Pastorale, a selection of wood-engravings by Lucien Pissarro (son of Camille), was printed on three of Joseph Batchelor’s hand-made papers made to William Morris’ specification, from the original blocks lent to us by the Ashmolean Museum in Oxford. Charles Ricketts had advised his friend Pissarro to use this paper in the first place, but Lucien had preferred to use the French Rives, and the result we got from the blocks a hundred years later bears out Ricketts’ recommendation.
We were fortunate in having the Flower and Otter papers to hand, which came to us in the collection of hand-mades from Oxford University Press, and the Morgan Library in New York generously allowed us to have some of their precious stock of the third paper, the Crown and Sceptre, made for Pierpont Morgan around 1910 and never used. The full story of the paper is told by John Bidwell in his introduction to Pastorale.
We made an inauspicious start when we were printing the blue block of one of the colour subjects and found after fifty or so copies that we were using the wrong block (the colour blocks appear very similar in the wood). The black block (seen here) on the adjacent page had already been printed, and it seemed little short of criminal not to make use of this irreplaceable paper. So we set a keepsake around the black block, ignoring the blue image on the other side of the sheet.

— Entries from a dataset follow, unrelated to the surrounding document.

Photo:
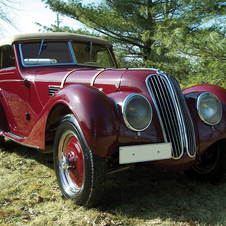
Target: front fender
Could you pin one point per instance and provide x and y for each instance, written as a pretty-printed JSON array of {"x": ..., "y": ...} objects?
[
  {"x": 208, "y": 134},
  {"x": 93, "y": 111}
]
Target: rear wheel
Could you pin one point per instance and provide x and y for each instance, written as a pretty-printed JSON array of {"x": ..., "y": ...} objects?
[
  {"x": 211, "y": 167},
  {"x": 80, "y": 174}
]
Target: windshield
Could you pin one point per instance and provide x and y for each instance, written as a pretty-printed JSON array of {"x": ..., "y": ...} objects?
[
  {"x": 48, "y": 53},
  {"x": 92, "y": 54}
]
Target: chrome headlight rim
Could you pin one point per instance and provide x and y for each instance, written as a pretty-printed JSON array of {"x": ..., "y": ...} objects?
[
  {"x": 200, "y": 97},
  {"x": 124, "y": 108}
]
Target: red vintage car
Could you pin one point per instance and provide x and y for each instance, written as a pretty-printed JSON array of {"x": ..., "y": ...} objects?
[{"x": 63, "y": 93}]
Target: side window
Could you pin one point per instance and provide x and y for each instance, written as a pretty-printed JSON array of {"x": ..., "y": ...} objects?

This reprint is on the Otter paper, the only one of the three Batchelor papers we still have a stock of. The three papers have virtually identical surfaces and weights, only the sizes differ slightly, hence the formats of the three editions of Pastorale differ very slightly.
11 x 15 ins, 96-, 24- and 14-point Caslon, Batchelor’s Crown and Sceptre paper, wood-engraving by Lucien Pissarro, 50 copies.